Closed snadampal closed 2 months ago
Hi @snadampal
Thanks for raising this. We will discuss the feature request with the team.
oneDNN shouldn't be falling back to the reference kernels (i.e. ref
). acl_post_ops_t
should try to fuse the operators in ACL and, if it isn't able to, it should fall back to calling ACL activation functions as a separate layer. It's slower than fusion because you have an extra store and load for each element, but it's an order of magnitude faster than the reference kernels. Let me know if there's any cases like this, the fix may be relatively simple.
Also, do we know the relative importance of different activations and data types? I haven't done any in depth analysis but for compute bound activations like gelu or tanh, there may not be much benefit to fusing them over having a separate activation layer. For the simpler memory bound activations, there should be a larger benefit. I think non-leaky relu (α = 1) is already fused into quite a few kernels, although as far as I know, leaky relu is not yet.

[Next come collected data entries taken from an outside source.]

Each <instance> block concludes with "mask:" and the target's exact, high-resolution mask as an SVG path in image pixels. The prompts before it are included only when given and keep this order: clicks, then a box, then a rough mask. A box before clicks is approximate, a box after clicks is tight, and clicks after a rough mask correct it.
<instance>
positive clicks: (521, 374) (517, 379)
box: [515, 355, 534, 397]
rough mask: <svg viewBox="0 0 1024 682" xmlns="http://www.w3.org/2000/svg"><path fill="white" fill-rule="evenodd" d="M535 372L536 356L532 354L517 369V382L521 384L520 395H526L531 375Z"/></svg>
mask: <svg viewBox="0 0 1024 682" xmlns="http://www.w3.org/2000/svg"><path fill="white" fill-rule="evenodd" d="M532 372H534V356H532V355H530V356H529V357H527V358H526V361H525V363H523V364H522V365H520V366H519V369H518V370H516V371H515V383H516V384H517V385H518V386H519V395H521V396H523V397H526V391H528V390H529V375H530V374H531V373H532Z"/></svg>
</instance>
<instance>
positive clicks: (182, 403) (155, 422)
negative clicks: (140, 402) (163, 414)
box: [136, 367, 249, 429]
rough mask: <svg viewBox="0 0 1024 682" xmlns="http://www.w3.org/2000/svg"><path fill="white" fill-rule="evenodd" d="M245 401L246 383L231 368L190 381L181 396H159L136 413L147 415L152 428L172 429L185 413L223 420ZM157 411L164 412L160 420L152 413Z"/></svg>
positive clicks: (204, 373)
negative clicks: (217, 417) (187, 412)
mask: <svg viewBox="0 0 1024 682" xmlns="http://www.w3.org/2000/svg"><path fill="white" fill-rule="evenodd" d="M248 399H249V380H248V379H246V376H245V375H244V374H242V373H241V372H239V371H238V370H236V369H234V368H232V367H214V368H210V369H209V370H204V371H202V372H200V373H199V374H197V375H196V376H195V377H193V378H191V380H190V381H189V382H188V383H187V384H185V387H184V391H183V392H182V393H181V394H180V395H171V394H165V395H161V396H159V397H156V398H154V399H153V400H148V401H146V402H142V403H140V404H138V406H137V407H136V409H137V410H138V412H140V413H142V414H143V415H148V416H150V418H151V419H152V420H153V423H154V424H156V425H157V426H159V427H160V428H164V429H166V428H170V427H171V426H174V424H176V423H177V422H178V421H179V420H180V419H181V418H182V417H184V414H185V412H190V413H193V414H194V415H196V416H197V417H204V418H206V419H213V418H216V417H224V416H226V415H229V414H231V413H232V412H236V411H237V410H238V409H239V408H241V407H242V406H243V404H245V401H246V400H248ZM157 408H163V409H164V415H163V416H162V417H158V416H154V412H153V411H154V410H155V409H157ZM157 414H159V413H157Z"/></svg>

Hi @jondea , torch compiled version of bert-base
(the script I provided above) has got attr-post-ops:eltwise_gelu_erf
post op which is not supported in ACL, hence falling back to c++ reference kernel for fp32, and is failing to create primitive for bf16 fast math mode (because there are no reference fastmath kernels)
post-op init is returning unimplemented from this
https://github.com/oneapi-src/oneDNN/blob/main/src/cpu/aarch64/acl_utils.cpp#L108
I'm not sure if the gap in ACL is only the fused kernel or even the individual kernels.
for fp32:
onednn_verbose,primitive,exec,cpu,inner_product,ref:any,forward_training,src_f32::blocked:ab::f0 wei_f32::blocked:Ab8a::f0 bia_f32::blocked:a::f0 dst_f32::blocked:ab::f0,attr-scratchpad:user attr-post-ops:eltwise_gelu_erf ,,mb28ic768oc3072,17.3999
for bf16 fast math mode:
RuntimeError: could not create a primitive descriptor for an inner product forward propagation primitive
Great, thanks for the reproducer. It looks like ACL does in fact have a GELU implementation, at least for NEON FP32 https://github.com/ARM-software/ComputeLibrary/blob/bc89a0b690200750040770bda0981f4a37b389c4/src/cpu/kernels/CpuActivationKernel.cpp#L107
It should be straightforward to hook this up here:
and it will automatically get picked up by the acl_post_ops_t
inside acl_inner_product_t
.
I have made an internal issue to take a look at this and get back to you. Things are quite busy at the moment so I'll need to get back to you on timescales.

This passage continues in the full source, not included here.